Setelah tiga hari, tekanan intraokular pasien stabil dalam kisaran aman. Ibu Linh diindikasikan untuk menjalani operasi fako. Fako adalah operasi yang sangat aman, di mana dokter mengangkat lensa alami yang keruh dan menggantinya dengan lensa IOL, sehingga mengembalikan penglihatan pasien. Dalam kasus Ibu Linh, beliau memiliki riwayat tekanan intraokular tinggi dan kerusakan saraf optik, sehingga membuat operasi fako menjadi lebih rumit.
Nona Linh menjalani penggantian lensa di kedua matanya selama dua hari berturut-turut, dengan masing-masing operasi hanya berlangsung selama 7 menit. Hasilnya, penglihatan kembali jernih dan tekanan bola mata menurun.

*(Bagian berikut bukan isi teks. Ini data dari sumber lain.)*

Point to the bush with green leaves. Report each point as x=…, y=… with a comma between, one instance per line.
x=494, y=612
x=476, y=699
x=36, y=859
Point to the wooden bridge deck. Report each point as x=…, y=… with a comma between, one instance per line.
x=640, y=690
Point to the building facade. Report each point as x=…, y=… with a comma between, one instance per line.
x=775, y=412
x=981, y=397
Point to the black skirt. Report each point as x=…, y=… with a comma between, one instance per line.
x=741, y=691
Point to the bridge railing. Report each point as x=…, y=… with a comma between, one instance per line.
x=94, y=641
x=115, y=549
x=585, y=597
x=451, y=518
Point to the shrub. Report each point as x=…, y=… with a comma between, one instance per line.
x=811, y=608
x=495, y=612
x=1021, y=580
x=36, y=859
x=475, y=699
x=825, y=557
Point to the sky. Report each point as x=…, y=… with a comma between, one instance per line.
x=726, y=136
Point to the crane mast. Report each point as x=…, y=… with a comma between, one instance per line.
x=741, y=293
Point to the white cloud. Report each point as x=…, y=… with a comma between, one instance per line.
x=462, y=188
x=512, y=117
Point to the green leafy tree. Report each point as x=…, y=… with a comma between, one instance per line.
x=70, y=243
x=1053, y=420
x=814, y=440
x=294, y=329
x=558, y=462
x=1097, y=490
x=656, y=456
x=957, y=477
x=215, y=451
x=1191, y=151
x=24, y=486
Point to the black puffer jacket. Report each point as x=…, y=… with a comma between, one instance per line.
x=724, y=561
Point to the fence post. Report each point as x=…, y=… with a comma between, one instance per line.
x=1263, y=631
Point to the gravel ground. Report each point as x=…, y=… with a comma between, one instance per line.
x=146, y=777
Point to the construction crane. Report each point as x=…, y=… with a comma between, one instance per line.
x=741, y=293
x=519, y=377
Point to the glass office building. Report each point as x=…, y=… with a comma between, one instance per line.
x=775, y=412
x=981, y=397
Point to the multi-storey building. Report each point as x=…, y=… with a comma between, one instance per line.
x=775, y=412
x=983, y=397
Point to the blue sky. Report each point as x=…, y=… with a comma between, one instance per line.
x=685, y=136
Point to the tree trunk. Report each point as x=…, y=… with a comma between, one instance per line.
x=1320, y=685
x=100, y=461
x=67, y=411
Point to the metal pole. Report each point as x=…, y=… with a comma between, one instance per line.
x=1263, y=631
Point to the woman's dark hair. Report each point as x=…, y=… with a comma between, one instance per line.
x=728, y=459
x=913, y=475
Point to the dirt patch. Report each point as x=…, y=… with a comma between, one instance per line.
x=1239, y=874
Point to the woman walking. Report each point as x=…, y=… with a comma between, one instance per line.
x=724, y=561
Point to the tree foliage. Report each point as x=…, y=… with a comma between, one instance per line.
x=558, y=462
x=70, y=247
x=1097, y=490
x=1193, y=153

Namun, pasien tetap diresepkan obat dan pemantauan rutin untuk mengendalikan dan mencegah perkembangan glaukoma.
Profesor Madya Van Anh mengatakan bahwa banyak orang memiliki kebiasaan menggunakan obat tetes mata untuk membersihkan dan meningkatkan kelembapan mata, tetapi tidak meneliti dan memeriksa kandungan obatnya, sehingga mereka membeli obat tersebut secara sembarangan tanpa petunjuk dokter. Kortikoid adalah bahan yang banyak digunakan dalam pengobatan modern, yang memiliki efek meredakan berbagai gejala penyakit.

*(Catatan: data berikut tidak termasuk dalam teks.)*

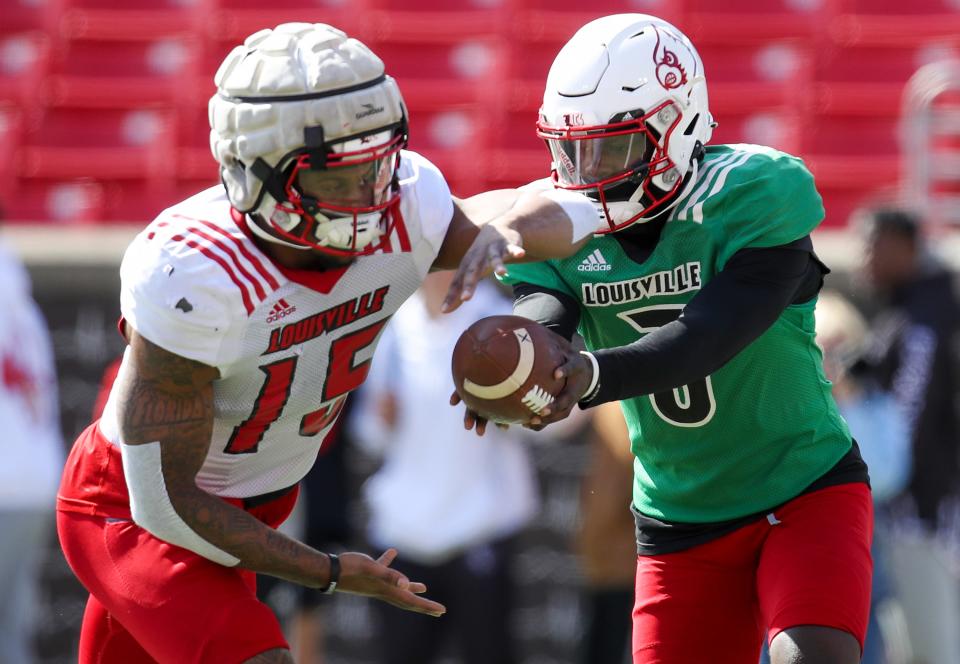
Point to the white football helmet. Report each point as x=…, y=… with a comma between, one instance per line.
x=625, y=115
x=307, y=130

Tetes mata kortikosteroid memiliki efek mengurangi rasa sakit dengan cepat, antiinflamasi, dan menyempitkan pembuluh darah, tetapi harus digunakan dengan hati-hati dan di bawah pengawasan dokter. Penyalahgunaan obat ini dapat menyebabkan banyak komplikasi serius, yang memengaruhi penglihatan: peningkatan tekanan mata, katarak seperti pada kasus Ibu Linh.
Gejala penyakit mata cukup samar pada tahap awal, jadi setiap orang harus melakukan pemeriksaan mata secara teratur untuk memeriksa dan mengevaluasi kesehatan mata, atau melakukan pemeriksaan lanjutan sesuai petunjuk dokter jika terjadi pengobatan penyakit mata atau penyakit mendasar yang memengaruhi mata seperti penyakit kardiovaskular atau diabetes.
Bila Anda melihat tanda-tanda penglihatan kabur atau penglihatan terdistorsi, Anda harus menemui dokter spesialis mata untuk diagnosis dan intervensi tepat waktu, saran Associate Professor Van Anh.
Orang yang menggunakan obat mata yang mengandung kortikosteroid harus mewaspadai beberapa efek samping obat seperti rasa perih di area mata, rasa aneh di mulut, pembengkakan pada lidah - bibir - mulut, dan ruam yang tidak biasa pada tubuh.